Posted to commits@spark.apache.org by me...@apache.org on 2015/05/28 21:03:50 UTC
spark git commit: [SPARK-7911] [MLLIB] A workaround for VectorUDT
serialize (or deserialize) being called multiple times
Repository: spark
Updated Branches:
refs/heads/master 000df2f0d -> 530efe3e8
[SPARK-7911] [MLLIB] A workaround for VectorUDT serialize (or deserialize) being called multiple times
~~A PythonUDT shouldn't be serialized into external Scala types in PythonRDD. I'm not sure whether this should fix one of the bugs related to SQL UDT/UDF in PySpark.~~
The fix above didn't work. So I added a workaround for this. If a Python UDF is applied to a Python UDT. This will put the Python SQL types as inputs. Still incorrect, but at least it doesn't throw exceptions on the Scala side. davies harsha2010
Author: Xiangrui Meng <me...@databricks.com>
Closes #6442 from mengxr/SPARK-7903 and squashes the following commits:
c257d2a [Xiangrui Meng] add a workaround for VectorUDT
Project: http://git-wip-us.apache.org/repos/asf/spark/repo
Commit: http://git-wip-us.apache.org/repos/asf/spark/commit/530efe3e
Tree: http://git-wip-us.apache.org/repos/asf/spark/tree/530efe3e
Diff: http://git-wip-us.apache.org/repos/asf/spark/diff/530efe3e
Branch: refs/heads/master
Commit: 530efe3e80c62b25c869b85167e00330eb1ddea6
Parents: 000df2f
Author: Xiangrui Meng <me...@databricks.com>
Authored: Thu May 28 12:03:46 2015 -0700
Committer: Xiangrui Meng <me...@databricks.com>
Committed: Thu May 28 12:03:46 2015 -0700
----------------------------------------------------------------------
.../org/apache/spark/mllib/linalg/Vectors.scala | 19 ++++++++++++++-----
1 file changed, 14 insertions(+), 5 deletions(-)

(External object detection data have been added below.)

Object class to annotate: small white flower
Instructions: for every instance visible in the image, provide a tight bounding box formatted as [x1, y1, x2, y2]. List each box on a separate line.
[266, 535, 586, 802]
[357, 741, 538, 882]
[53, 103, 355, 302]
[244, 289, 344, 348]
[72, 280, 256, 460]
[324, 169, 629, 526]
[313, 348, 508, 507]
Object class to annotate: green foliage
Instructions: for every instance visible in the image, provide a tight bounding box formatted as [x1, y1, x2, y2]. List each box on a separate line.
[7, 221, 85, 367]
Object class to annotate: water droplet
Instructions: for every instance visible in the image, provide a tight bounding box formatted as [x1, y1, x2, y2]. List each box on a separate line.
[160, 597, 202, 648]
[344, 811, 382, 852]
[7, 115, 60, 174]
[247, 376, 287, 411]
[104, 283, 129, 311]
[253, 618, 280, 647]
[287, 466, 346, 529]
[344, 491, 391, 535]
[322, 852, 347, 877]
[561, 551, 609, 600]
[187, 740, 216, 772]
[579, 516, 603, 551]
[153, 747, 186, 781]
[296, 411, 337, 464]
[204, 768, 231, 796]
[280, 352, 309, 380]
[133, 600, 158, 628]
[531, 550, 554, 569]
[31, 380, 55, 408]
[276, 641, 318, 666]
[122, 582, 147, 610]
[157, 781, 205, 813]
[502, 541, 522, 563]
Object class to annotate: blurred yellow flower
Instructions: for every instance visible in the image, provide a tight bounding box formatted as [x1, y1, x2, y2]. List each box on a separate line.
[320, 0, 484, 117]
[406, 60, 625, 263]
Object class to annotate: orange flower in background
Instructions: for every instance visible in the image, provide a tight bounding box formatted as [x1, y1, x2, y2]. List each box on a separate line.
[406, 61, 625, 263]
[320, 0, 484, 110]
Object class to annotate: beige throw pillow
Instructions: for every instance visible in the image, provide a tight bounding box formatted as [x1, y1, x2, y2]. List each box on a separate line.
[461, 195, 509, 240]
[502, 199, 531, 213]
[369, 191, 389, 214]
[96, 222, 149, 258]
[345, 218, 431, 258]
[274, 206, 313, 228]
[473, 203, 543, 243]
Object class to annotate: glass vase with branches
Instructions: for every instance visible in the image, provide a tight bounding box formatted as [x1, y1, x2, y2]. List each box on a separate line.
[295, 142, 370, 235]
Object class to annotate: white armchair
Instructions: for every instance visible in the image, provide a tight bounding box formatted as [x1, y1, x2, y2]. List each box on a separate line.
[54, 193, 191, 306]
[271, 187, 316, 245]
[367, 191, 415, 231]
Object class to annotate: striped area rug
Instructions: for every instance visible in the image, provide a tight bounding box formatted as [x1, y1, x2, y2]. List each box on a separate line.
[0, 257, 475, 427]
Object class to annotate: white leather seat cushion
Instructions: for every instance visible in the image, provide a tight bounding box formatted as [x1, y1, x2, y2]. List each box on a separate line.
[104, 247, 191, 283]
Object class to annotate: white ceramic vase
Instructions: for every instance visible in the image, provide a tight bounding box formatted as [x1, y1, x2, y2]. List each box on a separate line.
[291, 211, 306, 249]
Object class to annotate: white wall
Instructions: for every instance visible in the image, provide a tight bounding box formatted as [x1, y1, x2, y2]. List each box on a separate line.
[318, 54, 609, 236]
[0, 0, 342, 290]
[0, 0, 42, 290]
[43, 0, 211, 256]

----------------------------------------------------------------------
http://git-wip-us.apache.org/repos/asf/spark/blob/530efe3e/mllib/src/main/scala/org/apache/spark/mllib/linalg/Vectors.scala
----------------------------------------------------------------------
diff --git a/mllib/src/main/scala/org/apache/spark/mllib/linalg/Vectors.scala b/mllib/src/main/scala/org/apache/spark/mllib/linalg/Vectors.scala
index f6bcdf8..2ffa497 100644
--- a/mllib/src/main/scala/org/apache/spark/mllib/linalg/Vectors.scala
+++ b/mllib/src/main/scala/org/apache/spark/mllib/linalg/Vectors.scala
@@ -176,27 +176,31 @@ private[spark] class VectorUDT extends UserDefinedType[Vector] {
}
override def serialize(obj: Any): Row = {
- val row = new GenericMutableRow(4)
obj match {
case SparseVector(size, indices, values) =>
+ val row = new GenericMutableRow(4)
row.setByte(0, 0)
row.setInt(1, size)
row.update(2, indices.toSeq)
row.update(3, values.toSeq)
+ row
case DenseVector(values) =>
+ val row = new GenericMutableRow(4)
row.setByte(0, 1)
row.setNullAt(1)
row.setNullAt(2)
row.update(3, values.toSeq)
+ row
+ // TODO: There are bugs in UDT serialization because we don't have a clear separation between
+ // TODO: internal SQL types and language specific types (including UDT). UDT serialize and
+ // TODO: deserialize may get called twice. See SPARK-7186.
+ case row: Row =>
+ row
}
- row
}
override def deserialize(datum: Any): Vector = {
datum match {
- // TODO: something wrong with UDT serialization
- case v: Vector =>
- v
case row: Row =>
require(row.length == 4,
s"VectorUDT.deserialize given row with length ${row.length} but requires length == 4")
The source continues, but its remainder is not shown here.